Measurement and modelling the effect of temperature, relative humidity and storage duration on the transpiration rate of three banana cultivars

• Banana cv. Singapuri had significantly low (P < 0.05) average value of TR (21.69 g/kg-day), while the average TR of G9 (34.96 g/kg-day) and Chapa (29.53 g/kg-day) cultivars were similar (P > 0.05); these two varieties (G9 and Chapa) were least affected by variation in temperature and relative humidities.
• The energy balance model (R2 = 0.61–0.81) fitted the TR data better then the regression model at all RH and temperature studied.
• The required water vapour transmission rate for designing equilibrium humidity packaging of three variety of banana ranged from 172–618 g/m2day at 10–20 °C.

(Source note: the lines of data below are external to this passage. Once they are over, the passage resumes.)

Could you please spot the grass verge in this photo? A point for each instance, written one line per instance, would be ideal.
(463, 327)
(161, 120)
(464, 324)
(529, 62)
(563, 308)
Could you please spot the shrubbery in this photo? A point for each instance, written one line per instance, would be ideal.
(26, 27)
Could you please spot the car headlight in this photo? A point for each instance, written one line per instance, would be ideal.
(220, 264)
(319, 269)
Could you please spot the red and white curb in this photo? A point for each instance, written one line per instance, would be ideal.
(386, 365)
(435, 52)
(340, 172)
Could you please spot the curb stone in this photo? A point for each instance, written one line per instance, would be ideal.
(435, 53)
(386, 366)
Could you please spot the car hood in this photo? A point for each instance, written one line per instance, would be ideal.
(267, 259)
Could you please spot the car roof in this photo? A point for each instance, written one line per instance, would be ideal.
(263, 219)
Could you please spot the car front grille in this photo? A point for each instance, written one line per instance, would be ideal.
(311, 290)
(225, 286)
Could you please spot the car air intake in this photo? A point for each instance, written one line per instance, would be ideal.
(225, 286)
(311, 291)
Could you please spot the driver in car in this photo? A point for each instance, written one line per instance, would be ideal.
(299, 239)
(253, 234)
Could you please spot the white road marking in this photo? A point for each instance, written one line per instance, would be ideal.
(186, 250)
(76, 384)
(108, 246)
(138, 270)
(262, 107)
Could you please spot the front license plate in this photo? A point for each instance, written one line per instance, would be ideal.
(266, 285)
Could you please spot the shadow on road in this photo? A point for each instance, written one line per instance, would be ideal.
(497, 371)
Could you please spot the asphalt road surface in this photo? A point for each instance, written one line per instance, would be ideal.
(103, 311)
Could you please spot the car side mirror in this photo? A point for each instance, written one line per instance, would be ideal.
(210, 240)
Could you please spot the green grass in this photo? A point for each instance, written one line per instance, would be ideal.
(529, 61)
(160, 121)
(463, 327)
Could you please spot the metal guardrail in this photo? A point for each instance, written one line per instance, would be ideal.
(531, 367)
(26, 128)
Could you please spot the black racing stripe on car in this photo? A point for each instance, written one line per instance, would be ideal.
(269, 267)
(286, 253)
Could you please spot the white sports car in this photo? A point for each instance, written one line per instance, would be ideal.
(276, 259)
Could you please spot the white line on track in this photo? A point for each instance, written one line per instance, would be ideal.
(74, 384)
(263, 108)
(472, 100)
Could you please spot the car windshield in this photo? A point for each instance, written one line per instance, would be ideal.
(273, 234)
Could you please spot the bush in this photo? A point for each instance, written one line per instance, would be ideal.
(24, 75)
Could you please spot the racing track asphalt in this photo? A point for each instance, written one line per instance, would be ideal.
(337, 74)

Transpiration rate (TR) of three cultivars of banana (triplicates of each experimental run, 2 nos. present in each run) was measured at different temperatures (10, 20 and 30 °C) and relative humidity (RH) (70, 80 and 90%) and storage time (2, 3 and 6 days). Models based on unsteady state energy balance equation and regression equation was fitted to the TR data. Best fitting model was validated at 15 °C and 70, 80 and 90% RH and on 2nd, 3rd and 6th day of storage. Using the TR data design parameters for equilibrium humidity packaging for three banana varieties had been estimated. While the TR of banana increased with rise in temperature, it decreased with rise in storage RH and with progress of storage duration. Banana Cv. Singapuri had significantly low (P < 0.05) average TR (21.69 g/kg-day), while the average TR of G9 (34.96 g/kg-day) and Chapa (29.53 g/kg-day) cultivars were similar (P > 0.05), and these two varieties (G9 and Chapa) were least affected by variation in temperature and relative humidities. The energy balance model (R2 = 0.61–0.81) fitted the TR data better than the regression model at all RH and temperature studied. Temperature of the banana surface was determined from the model and was found to be greater than the wet bulb temperature of banana. Heat transfer from banana surface by convection was found to provide approximately 70% of the heat required for transpiration. At 15 °C, the predicted TR was plotted against the experimental data corresponding to storage RH, and duration. For these two predictions the mean relative percentage deviation modulus was 10.27% and 18.35%, respectively. The required water vapour transmission rate for designing equilibrium humidity packaging of three variety of banana ranged from 172 to 618 g/m2day at 10–20 °C.